Trotski fornece-nos uma abundância de exemplos de projecto-mania
“unificadora” carente de princípios. Lembremo-nos, por exemplo (tomo um dos
últimos exemplos), de como elogiou o Rabotchaia
Jizn [19] de Paris, periódico cuja direcção era compartilhada em Paris pelos
conciliadores e os Golos-istas. Sublime!
-- dizia Trotski nos seus escritos -- "nem bolchevique, nem menchevique,
mas social-democrata revolucionário". O pobre herói das frases só não percebeu
uma mera bagatela: só é revolucionário o social-democrata que compreende o dano do pseudo-social-democratismo
anti-revolucionário num dado país num dado momento, isto é, o dano do
liquidacionismo e do otzovismo na Rússia de 1908-1911, e quem sabe lutar contra essas tendências não social-democratas. Ao beijar o Rabotchaia Jizn -- que nunca lutou
contra os social-democratas não-revolucionários
da Rússia -- Trotski não fez senão desmascarar
o plano dos liquidadores a quem serve fielmente: a paridade no órgão central significa o cessar da luta contra os liquidadores; os liquidadores
gozam efectivamente de total liberdade para lutar contra o partido, enquanto o partido
deve ficar atado de pés e mãos no
órgão central (e no CC) pela “paridade” entre os homens do Golos e os membros do partido. Isso asseguraria a vitória completa
dos liquidadores e só os seus lacaios podiam propor ou defender um tal plano.

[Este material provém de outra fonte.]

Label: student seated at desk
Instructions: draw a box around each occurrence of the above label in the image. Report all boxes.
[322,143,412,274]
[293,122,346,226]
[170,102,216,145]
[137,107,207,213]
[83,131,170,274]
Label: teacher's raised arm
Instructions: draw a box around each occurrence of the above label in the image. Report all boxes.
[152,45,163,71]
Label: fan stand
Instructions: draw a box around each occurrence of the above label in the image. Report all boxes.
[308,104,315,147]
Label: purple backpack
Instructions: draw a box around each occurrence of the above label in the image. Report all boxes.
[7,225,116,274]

Vimos no plenário exemplos da projecto-mania “unificadora” de
Iónov, Innokentiev e outros conciliadores; projectos sem princípios, que
prometem paz e felicidade sem uma luta longa, tenaz e renhida contra os liquidadores.

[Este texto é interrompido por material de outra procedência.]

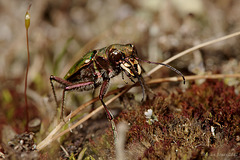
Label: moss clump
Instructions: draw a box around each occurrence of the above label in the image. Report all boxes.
[87,81,240,159]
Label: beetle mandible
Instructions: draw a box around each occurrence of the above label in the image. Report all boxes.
[50,44,185,120]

Vimos outro exemplo semelhante no folheto dos nossos conciliadores que
justificam o liquidacionismo com base no “fraccionismo” bolchevique. Outro
exemplo ainda: os seus discursos sobre o “isolamento” dos bolcheviques “de outras correntes (Vperiod, Pravda) que se
situam no terreno do partido social-democrata ilegal”.
Os itálicos nesta notável tirada são nossos. Assim como uma
pequena gota de água reflecte o sol, esta tirada reflecte a absoluta falta de
princípios do conciliacionismo, que está na raiz de sua impotência política.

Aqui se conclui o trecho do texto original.